I'm looking at it in terms of how many launches from the ground that it will make unnecessary. It looks like Starship will need about 10 launches for re-fueling, so that it can go to places beyond low Earth orbit.

If you can reduce that number significantly, then Lox-Leo would at least make more sense that launching from the ground.

Other questions need to be answered though. How much does it take to service these facilities? If it doesn't net out positive, then it doesn't make sense. I don't have some numbers to toss around. There's this one number that might be handy. That number is the number of pounds of thrust that can be generated per MW of beamed energy from GEO. This will determine how much of a facility will be needed to generate the energy.

I think it is 50 pounds per MW. But that could be wrong.

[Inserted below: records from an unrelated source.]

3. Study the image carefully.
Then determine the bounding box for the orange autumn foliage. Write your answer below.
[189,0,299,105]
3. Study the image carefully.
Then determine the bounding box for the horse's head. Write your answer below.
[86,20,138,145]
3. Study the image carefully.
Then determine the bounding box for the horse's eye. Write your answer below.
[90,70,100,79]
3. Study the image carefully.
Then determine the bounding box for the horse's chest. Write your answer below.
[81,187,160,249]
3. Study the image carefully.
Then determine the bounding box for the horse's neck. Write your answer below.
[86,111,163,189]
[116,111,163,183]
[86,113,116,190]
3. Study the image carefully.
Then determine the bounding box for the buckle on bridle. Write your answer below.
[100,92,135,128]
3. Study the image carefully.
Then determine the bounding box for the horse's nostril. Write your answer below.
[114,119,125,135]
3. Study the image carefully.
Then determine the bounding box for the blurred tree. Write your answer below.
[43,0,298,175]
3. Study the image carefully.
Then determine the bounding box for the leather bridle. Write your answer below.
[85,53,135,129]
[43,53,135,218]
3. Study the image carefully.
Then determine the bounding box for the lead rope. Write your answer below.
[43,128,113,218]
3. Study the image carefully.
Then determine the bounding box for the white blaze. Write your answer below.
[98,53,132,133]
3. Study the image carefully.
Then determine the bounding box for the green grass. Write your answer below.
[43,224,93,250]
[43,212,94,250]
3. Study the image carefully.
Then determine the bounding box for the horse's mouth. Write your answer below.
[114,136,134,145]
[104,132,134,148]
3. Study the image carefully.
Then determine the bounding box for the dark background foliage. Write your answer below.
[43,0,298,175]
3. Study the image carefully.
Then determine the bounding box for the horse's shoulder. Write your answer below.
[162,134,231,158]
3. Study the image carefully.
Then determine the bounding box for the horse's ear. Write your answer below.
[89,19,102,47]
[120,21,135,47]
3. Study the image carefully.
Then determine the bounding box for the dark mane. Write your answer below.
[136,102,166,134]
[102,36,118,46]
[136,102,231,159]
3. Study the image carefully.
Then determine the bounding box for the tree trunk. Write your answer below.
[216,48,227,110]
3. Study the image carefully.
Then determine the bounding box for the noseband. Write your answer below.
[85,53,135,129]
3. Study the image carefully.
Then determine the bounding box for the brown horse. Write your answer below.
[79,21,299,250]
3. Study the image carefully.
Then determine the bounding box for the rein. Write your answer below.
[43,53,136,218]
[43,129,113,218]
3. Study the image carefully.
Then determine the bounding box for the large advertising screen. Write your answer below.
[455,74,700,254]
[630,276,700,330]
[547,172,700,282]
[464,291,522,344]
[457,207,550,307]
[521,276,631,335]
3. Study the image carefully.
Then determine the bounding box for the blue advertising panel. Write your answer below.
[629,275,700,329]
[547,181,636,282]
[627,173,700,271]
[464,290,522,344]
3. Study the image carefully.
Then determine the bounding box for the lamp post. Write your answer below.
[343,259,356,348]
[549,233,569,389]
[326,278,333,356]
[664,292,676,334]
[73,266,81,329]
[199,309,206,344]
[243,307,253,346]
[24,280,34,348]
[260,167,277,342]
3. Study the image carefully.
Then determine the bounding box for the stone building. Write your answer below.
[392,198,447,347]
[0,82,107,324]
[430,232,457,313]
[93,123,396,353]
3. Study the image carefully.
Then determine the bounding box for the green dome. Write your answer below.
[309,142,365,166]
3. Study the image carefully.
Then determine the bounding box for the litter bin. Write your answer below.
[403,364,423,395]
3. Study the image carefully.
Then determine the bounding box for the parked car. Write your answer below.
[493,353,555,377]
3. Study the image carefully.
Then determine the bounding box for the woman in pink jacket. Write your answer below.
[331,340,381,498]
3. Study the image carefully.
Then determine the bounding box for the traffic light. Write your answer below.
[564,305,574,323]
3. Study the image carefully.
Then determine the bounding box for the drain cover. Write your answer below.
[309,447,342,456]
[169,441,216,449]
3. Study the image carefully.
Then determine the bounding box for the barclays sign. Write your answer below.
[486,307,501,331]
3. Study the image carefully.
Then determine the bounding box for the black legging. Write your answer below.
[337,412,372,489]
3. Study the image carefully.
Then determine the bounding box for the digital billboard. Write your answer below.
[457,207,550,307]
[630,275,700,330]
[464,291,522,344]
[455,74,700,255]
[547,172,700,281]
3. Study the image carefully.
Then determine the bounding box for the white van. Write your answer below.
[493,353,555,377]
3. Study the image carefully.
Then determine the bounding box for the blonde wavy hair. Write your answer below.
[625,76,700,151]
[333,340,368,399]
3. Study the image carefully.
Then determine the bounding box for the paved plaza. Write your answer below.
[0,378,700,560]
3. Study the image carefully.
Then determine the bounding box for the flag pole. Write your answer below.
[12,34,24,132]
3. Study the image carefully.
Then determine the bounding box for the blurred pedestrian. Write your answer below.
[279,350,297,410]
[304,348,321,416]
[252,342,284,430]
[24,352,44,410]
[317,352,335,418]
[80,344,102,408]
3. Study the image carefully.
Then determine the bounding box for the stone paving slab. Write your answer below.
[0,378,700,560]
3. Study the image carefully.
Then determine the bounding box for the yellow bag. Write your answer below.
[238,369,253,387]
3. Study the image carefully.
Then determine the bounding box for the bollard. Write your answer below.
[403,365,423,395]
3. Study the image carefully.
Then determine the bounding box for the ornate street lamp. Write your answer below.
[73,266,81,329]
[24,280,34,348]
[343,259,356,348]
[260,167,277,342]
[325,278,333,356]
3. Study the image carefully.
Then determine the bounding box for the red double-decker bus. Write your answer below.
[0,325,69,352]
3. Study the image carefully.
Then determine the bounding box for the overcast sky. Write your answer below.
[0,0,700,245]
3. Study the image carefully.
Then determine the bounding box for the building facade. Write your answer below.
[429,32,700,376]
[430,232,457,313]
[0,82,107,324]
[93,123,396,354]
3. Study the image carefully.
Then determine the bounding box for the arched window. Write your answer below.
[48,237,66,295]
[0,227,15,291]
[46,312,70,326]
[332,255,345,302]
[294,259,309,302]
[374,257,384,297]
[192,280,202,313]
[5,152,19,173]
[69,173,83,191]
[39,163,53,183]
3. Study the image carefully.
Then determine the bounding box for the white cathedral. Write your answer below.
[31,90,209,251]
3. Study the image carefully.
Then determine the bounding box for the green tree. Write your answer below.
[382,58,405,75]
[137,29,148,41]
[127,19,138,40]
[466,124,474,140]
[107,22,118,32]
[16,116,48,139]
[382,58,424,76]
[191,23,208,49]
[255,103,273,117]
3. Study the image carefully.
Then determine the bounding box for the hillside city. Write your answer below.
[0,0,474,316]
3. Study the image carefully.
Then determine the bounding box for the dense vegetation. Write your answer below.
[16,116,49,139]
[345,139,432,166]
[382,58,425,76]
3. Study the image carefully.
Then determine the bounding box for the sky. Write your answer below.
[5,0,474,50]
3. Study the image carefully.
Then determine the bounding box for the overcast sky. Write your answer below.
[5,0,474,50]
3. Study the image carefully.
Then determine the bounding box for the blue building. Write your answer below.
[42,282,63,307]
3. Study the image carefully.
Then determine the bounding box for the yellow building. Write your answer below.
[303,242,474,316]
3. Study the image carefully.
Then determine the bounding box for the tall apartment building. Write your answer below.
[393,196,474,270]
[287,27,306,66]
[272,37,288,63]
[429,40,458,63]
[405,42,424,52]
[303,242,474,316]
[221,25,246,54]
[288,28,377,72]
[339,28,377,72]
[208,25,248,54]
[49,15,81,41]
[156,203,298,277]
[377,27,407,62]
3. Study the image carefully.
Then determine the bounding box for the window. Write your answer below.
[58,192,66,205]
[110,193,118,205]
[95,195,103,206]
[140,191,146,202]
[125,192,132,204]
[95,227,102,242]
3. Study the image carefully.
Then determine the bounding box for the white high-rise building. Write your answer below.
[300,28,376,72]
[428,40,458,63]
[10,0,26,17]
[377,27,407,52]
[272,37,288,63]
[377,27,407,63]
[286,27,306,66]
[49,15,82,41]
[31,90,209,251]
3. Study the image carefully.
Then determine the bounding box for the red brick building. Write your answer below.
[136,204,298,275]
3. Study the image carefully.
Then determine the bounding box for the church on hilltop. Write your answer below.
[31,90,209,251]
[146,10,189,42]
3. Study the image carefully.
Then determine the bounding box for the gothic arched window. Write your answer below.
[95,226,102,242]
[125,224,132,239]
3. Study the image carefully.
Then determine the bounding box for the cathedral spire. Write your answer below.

If it is correct, let's say that 12k lbs of thrust are needed. I got that number from what the OMS thrusters on the Shuttle needed in order to finish its ascent into orbit. The main engines were good for 98% of orbital velocity. The OMS thrusters had to do the rest.

If memory serves, the Shuttle massed out at 200k lbs. Let's assume that the lox-leo device masses out at that. In order to maintain orbit, you may need 12k lbs of thrust.

To generate 12k of thrust, then you need some multiple of MW of 50 MW increments in order to do the trick. That would be 12000/50 equals 240 MW.

Something less than 1 sq mile of solar panels might do the trick.  You'd have to figure the upkeep of these massive structure in the calculations.  (Not done here.)

It would have to be converted to an energy source to beam to the collecting vessel so as to maintain 12k of thrust for whatever amount of time is needed in order to maintain orbital velocity.

Once you know that, then perhaps you can calculate how much you can collect before having a full tank. This may require even more energy. Indeed, you may even have to count on that. ----12:58 PM, 12/14/24:



7:43 PM:



The 50 MW part is correct, according the source I was thinking about. ( The Nuclear Rocket )

Some reading of this Wikipedia source would seem to indicate that whatever gases found up there may not be what is down at sea level. Hmmm. This may not work like I thought it might. There's a lot of sodium up there!

Instead of space solar on the ground, use it to power other spacecraft from geostationary orbit

 

Consider this space-solar type proposition studied in the late 70's:

 

 

It would consist of a large collector, some 38 sq. miles in area, covered with photovoltaic cells....

 

it would convert solar into microwave power for transmission to rectennas on Earth. The rectennas would re-convert the energy back into electricity that would go into the grid...

 

Such a satellite would mass out at 100,000 tons, and produce 10 Gigawatt of power continuously. It would orbit at a geostationary orbit some 22k miles above earth.

 

 

A few observations here: 1) The collectors are too large. It would take a lot of resources to monitor and service these massive satellites. 2) 10 Gigawatts is a lot of power. That would be the equivalent of several Hoover Dams. 3) 100,000 tons is a lot of mass to lift, even for Starship.

 

You wouldn't need nearly that much power for the atmospheric gas collectors (Lox-Leo). It would not have to be continuous. Energy could be stored and then beamed onward to the spacecraft on an as-needed basis.

 

The Parkins concept posited the use of lead-acid car batteries for powering massive rockets to space from the ground. If that could be achieved, could something that didn't require nearly that much power be used in space instead?

 

 

 

A belated speculation alert for that one.